Author: Kathryn Nevell (photography by Alan Dove)

It took the unexpected death of bass player Willy Seiffert to spur singer-songwriter Lorina Harding into making her second album 'Clean Break'.

"When he died it shook me out of complacency and made me do it."

In fact Harding was considering a break from music and a return to theatre, her other passion, at the time of Seiffert's death in 2003.

Seiffert co-wrote Clean Break, one of the breezier songs on Harding's album of the same name, released in October. Tragically, he did not get to record his bass riff which inspired the song.

"He always gave me a gentle nudge [to record the album] when he wrote or spoke to me.

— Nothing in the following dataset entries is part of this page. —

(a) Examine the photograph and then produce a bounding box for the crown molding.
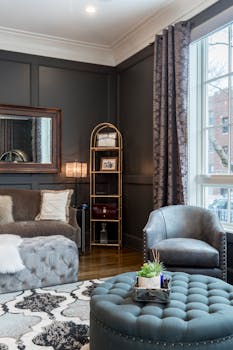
[112,0,218,65]
[0,0,218,66]
[0,27,115,66]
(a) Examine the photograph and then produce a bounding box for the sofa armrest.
[69,207,81,248]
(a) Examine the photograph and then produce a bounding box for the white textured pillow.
[35,190,73,222]
[0,196,14,224]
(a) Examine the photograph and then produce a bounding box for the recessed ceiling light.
[85,6,96,15]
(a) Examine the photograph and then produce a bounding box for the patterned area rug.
[0,279,104,350]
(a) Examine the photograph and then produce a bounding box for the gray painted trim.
[116,43,154,73]
[123,174,153,186]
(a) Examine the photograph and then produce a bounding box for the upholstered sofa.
[0,189,81,247]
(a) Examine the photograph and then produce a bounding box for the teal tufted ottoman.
[90,272,233,350]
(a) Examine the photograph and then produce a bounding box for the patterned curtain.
[153,22,190,209]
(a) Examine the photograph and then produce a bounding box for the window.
[189,24,233,228]
[222,117,229,134]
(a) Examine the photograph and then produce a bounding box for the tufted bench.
[90,272,233,350]
[0,235,78,293]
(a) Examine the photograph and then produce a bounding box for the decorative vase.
[138,274,161,289]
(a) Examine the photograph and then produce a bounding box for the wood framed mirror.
[0,104,61,173]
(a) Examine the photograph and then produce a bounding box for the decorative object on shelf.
[100,157,117,171]
[100,222,108,244]
[65,161,87,208]
[90,123,122,249]
[96,132,117,147]
[92,203,117,220]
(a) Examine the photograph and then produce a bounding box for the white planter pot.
[138,275,160,289]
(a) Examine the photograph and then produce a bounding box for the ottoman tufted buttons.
[90,272,233,350]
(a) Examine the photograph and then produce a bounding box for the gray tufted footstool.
[0,235,78,293]
[90,272,233,350]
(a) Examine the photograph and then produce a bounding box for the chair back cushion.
[158,205,210,239]
[155,238,219,268]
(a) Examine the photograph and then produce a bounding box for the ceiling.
[0,0,217,66]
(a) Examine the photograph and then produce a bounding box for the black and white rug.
[0,279,104,350]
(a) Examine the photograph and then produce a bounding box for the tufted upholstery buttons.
[0,235,78,293]
[90,272,233,350]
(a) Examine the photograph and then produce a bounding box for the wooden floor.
[78,247,143,281]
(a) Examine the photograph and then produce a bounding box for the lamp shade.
[66,162,87,177]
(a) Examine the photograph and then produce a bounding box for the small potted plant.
[137,250,164,288]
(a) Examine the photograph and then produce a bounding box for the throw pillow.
[0,196,14,224]
[35,190,73,222]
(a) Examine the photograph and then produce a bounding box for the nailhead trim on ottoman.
[90,272,233,350]
[0,235,78,293]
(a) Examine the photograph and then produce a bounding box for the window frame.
[188,23,233,231]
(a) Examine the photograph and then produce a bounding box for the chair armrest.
[69,207,81,248]
[202,212,227,280]
[143,209,167,262]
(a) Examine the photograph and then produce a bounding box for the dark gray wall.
[117,46,153,250]
[0,51,117,208]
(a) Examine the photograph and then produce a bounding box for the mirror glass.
[0,105,61,172]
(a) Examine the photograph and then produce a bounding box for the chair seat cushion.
[154,238,219,267]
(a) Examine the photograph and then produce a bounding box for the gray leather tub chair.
[143,205,227,280]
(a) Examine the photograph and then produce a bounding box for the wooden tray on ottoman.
[133,283,171,304]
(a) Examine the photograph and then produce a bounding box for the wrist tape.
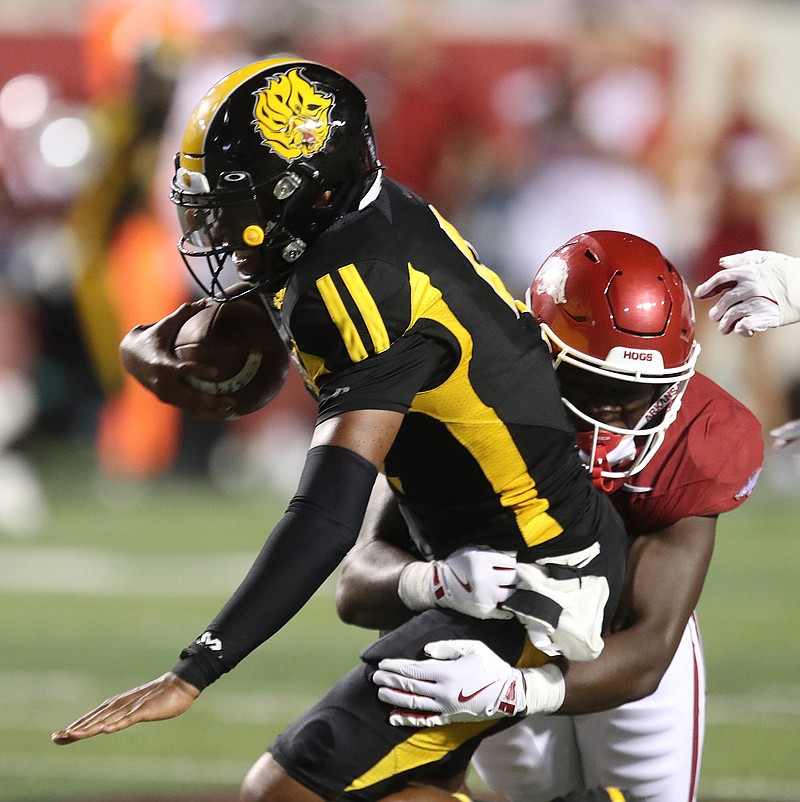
[520,663,566,715]
[397,561,436,613]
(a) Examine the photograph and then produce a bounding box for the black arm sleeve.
[172,446,377,690]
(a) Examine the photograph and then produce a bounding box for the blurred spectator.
[461,15,675,296]
[0,277,47,537]
[347,0,476,215]
[691,55,794,431]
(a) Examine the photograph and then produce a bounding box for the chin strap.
[577,429,636,493]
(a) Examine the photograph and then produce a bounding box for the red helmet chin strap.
[577,429,625,493]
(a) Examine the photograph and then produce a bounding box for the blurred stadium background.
[0,0,800,802]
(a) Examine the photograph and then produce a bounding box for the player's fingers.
[389,710,447,727]
[425,636,482,660]
[372,666,432,694]
[694,270,733,299]
[378,687,442,713]
[708,285,751,320]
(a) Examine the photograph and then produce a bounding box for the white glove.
[372,640,565,727]
[770,420,800,454]
[397,547,517,618]
[694,251,784,337]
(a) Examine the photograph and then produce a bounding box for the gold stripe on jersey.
[316,274,368,362]
[344,721,497,793]
[316,264,391,362]
[338,265,391,354]
[408,265,563,546]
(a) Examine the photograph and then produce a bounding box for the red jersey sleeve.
[613,374,764,536]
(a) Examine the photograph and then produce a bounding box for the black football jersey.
[268,178,607,560]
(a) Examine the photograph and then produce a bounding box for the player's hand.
[398,547,517,619]
[770,420,800,454]
[119,299,232,419]
[50,671,200,745]
[695,251,792,337]
[372,640,527,727]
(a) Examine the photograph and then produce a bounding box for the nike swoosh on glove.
[397,546,517,619]
[372,640,527,727]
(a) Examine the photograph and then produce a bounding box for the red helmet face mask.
[527,231,700,492]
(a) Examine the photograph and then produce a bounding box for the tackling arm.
[373,517,716,726]
[558,517,716,714]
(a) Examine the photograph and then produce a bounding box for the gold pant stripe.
[345,721,497,792]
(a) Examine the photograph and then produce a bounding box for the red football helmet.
[527,231,700,491]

He always signed his letters and emails 'Your Bass Player'. It's sad for me that he's not on the album."

The songs on the album are an exorcism of several demons, which makes for some fairly grim listening. Her own protracted marriage disintegration and messy custody battle feature, along with a song about the truly sad fate of the Canadian aboriginal people.

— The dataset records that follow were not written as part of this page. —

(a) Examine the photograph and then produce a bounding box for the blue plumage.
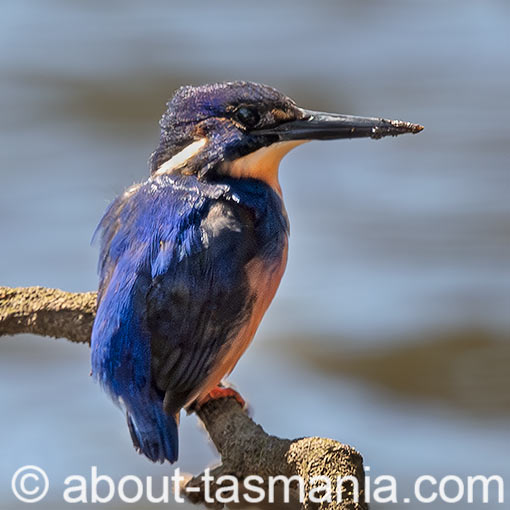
[92,82,422,462]
[92,171,287,462]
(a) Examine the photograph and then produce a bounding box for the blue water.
[0,0,510,509]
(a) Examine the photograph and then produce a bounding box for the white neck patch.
[155,138,207,175]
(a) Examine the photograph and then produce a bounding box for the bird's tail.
[127,402,179,463]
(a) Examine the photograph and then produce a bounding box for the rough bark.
[0,287,368,510]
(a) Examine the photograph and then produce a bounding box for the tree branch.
[0,287,368,510]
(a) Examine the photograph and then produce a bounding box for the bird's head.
[150,81,423,193]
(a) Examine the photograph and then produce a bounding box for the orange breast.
[194,240,288,402]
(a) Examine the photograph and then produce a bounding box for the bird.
[91,81,423,463]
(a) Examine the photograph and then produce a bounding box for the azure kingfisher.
[92,81,423,462]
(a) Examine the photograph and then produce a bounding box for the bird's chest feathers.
[223,140,304,197]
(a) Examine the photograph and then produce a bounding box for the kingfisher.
[91,81,423,463]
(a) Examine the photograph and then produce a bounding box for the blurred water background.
[0,0,510,509]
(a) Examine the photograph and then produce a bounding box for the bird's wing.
[147,197,255,413]
[91,175,255,414]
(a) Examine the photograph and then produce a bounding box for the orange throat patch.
[223,140,308,196]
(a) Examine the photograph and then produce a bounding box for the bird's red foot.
[196,384,246,409]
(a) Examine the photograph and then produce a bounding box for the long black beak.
[252,106,423,141]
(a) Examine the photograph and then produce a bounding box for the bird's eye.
[234,106,260,128]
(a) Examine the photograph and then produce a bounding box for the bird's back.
[92,175,287,460]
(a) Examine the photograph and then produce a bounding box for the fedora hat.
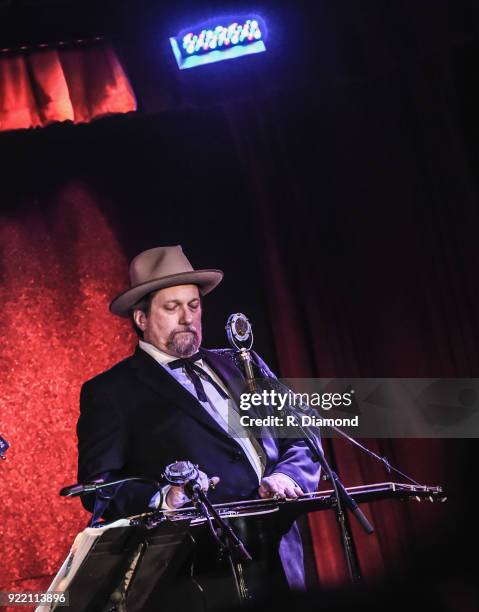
[110,245,223,317]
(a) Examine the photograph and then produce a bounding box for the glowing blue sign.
[170,17,266,70]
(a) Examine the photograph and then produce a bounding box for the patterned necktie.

"A lot of the material comes from a fairly black time for me... but [the songs] can be beautiful at the same time."

The song Tug, more subtle than the rest, fits this bill perfectly. It is stark, sad and very beautiful. Harding is pleased the meaning of the song is hard to pin down.

"Sometimes you just have to allow it to come out, or sometimes the meaning changes."

Her formative years in Canada are evident in her songs, as well as in her impassive gaze and black sense of humour. Harding left home aged 15 and says she has always been attracted to the underbelly of society. She sold drugs for a while.

"Not for very long and not very seriously."

She befriended lost souls from an early age.

"When I was 11 I had a friend who was a 14-year-old prostitute."

Her name was Adele and she had her eye scooped out with a spoon by a boyfriend.

"I'd like to write about her but it'd be too black for Nick Bollinger," she deadpans, referring to the music reviewer who is clearly skating on thin ice.

"Tell him that I'll write a song about Adele but I'll keep it light.

"Joking, joking, love you Nick," which might be just as well for Mr Bollinger.

She also indulged in some petty crime as a youngster.

"I loved the danger and the adrenaline."

These days she gets her adrenaline rush feeding the bull at her idyllic home near Geraldine, South Canterbury where she lives with her Greenie partner and teenaged daughter Hannah.

Hannah co-wrote and sings on the track Exactly What To Say with a voice that belies her 13 years.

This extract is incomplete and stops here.